Integration checks are the test class which verifies that inside the clock several moving parts and gears fit together well. Where the gears are tested by unit checks, integration tests look at the hands ' position to determine whether the clock will tell the time correctly. We look at the whole system or its subsystems. Usually, integration tests work conceptually at a higher level than unit tests. Creating compatibility checks therefore also happens at a higher level. Sometimes the exact behavior of an integration experiment can not be determined in advance, particularly in probabilistic or stochastic codes. In these cases, the validation of normal behavior is appropriate for integration trials.
There is also regression testing. Regression tests differ in quality from unit tests as well as integration tests. Regression tests look to the past for the expected behavior rather than assuming that the test author knows what the expected result should be. The estimated outcome is taken for the same outputs as what was previously measured. Regression testing suggests the experience is "right." It's useful to let developers know when and how a base of software has changed. They're not great to let anyone know why the change took place. The difference between what a program actually outputs and what it has historically produced is called a regression.
In machine learning based applications, we have to deal with more tests other than unit testing, integration testing or regression testing. Data debugging, feature selection, model debugging, and model optimization becomes more important part of the development life-cycle.
Data of low quality will have a huge impact on the performance of your project. Detecting low-quality data at input is much better than guessing about its presence after poorly forecasting the model. Follow the advice in this section to track your results.

  • You should continually check your data against the expected statistical values in order to monitor your data by writing rules that the data must meet. Such law set is called an information scheme. Through following these steps, create a data schema: consider the context and distribution for your function data. Comprehend the set of possible values of categorical functions.
  • Encode your interpretation in the rules set out in the schema.
  • Check the information against the structure of software. The schema will capture software errors such as: deviations unexplained data distribution values of categorical variables.

Your input data must be fairly reflective of your evaluation and learning breaks. If there are statistically different test and learning differences, otherwise training data will not help predict the test data. See the Sampling and Splitting Data section in the ML course Data Preparation and Feature Engineering to learn how to sample and split data. Track the splits ' mathematical properties. If there are divergent properties, raise a flag. In addition, check that the number of examples remains constant in each break. For eg, this ratio should not shift if your data is split 80:20.

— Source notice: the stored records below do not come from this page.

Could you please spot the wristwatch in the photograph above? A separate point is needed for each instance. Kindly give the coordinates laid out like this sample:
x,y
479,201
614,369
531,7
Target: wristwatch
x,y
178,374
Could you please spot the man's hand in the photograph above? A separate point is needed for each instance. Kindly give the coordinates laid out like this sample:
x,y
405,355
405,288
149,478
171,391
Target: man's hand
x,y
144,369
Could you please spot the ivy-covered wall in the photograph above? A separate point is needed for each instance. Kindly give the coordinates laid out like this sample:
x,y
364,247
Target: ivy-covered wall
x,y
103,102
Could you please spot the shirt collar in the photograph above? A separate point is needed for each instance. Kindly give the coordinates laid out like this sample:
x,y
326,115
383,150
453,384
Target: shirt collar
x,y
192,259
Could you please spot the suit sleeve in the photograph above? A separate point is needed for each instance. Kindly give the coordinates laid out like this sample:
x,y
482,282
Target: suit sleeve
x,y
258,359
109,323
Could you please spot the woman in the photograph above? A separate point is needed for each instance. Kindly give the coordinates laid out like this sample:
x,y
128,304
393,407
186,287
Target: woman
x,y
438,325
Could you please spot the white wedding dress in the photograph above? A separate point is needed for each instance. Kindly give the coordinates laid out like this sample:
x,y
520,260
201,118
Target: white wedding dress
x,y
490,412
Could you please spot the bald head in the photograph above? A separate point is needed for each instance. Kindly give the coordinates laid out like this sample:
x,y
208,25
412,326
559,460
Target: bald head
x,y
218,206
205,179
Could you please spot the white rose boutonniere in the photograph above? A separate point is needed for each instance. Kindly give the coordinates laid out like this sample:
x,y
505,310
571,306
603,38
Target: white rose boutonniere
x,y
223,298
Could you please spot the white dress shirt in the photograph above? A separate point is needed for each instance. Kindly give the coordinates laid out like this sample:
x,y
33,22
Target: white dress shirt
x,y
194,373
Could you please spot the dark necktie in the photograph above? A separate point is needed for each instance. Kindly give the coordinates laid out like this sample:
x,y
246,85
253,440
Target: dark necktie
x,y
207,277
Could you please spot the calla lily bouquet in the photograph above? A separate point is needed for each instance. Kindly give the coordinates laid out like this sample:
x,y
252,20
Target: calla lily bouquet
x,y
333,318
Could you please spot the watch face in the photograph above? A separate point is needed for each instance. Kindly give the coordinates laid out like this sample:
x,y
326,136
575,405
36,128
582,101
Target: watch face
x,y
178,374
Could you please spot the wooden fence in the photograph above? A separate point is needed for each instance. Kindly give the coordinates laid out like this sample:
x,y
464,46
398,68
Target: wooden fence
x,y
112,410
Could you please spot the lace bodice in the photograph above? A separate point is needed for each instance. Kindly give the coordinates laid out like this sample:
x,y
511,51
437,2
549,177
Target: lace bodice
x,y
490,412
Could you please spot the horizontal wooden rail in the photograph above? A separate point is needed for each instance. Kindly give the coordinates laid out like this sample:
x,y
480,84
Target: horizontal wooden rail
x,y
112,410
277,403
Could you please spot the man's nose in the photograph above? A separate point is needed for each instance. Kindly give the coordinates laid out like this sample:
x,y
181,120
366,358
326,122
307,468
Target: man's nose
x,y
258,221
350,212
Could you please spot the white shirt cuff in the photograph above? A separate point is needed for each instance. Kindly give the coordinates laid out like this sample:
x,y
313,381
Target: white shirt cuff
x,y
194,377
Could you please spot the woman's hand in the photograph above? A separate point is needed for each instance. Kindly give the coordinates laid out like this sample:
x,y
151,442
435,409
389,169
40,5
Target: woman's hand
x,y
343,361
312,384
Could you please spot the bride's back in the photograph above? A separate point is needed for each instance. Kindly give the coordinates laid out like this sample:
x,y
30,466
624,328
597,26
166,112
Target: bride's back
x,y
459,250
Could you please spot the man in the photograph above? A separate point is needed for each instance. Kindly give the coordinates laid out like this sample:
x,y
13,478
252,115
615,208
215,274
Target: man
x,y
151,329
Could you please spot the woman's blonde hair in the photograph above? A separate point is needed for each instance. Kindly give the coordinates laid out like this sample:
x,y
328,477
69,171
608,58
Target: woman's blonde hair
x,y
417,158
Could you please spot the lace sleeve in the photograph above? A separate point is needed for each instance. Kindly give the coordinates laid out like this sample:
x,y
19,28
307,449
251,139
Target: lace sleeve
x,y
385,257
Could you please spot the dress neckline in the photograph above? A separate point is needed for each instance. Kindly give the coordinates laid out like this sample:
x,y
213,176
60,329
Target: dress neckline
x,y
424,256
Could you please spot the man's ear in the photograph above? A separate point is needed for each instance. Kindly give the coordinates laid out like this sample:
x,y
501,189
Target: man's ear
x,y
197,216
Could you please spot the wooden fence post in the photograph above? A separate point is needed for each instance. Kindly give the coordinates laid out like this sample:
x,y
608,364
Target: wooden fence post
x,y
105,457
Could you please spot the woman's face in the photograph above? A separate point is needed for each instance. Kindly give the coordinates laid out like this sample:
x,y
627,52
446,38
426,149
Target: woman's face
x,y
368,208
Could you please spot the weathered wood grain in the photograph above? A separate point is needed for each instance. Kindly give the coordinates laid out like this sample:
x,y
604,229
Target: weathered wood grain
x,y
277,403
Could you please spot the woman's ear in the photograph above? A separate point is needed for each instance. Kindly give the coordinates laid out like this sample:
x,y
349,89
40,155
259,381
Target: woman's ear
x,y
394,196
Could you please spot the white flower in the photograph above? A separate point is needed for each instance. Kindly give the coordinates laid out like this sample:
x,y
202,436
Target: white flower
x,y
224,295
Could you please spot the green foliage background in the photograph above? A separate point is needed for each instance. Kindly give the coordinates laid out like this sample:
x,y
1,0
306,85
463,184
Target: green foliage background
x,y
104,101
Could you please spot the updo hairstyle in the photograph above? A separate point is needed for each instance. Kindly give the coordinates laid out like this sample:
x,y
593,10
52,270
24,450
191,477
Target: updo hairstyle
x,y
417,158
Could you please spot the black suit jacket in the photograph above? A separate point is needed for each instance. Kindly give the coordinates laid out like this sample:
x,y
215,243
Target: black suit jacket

Machine Learning System: C/I, C/D. Courtesy: Wikipedia

Although your raw data may be true, only engineered function data is seen in your template. Due to the fact that engineered data looks somewhat different from raw data content, you need to independently test engineered data. Write unit tests based on your interpretation of your results. For example, to check for the following conditions, you can write unit tests: such as,
  • All numerical features are scaled between 0 and 1.
  • One-hot encrypted vectors contain only one zero for 1 and N-1.
  • Average or standard values are replaced by missing data.
  • Distributions of information following conversion are supposed to be reliable. For eg, if you used z-scores to normalize, the z-scores average is 0.
  • Data Debugging is the first step in debugging the template. Follow these steps to keep debugging your prototype after debugging your data, outlined in the following sections:
  • Verify that the labels can be predicted by the information.
  • Set up a baseline.
  • Write tests and run them.
  • Adjust the values of your hyperparameter.

Finally, any software system which uses machine learning models have other modules which must be integrated correctly and tested. It must be ensured that the model gets the proper input from the system and the output is properly processed.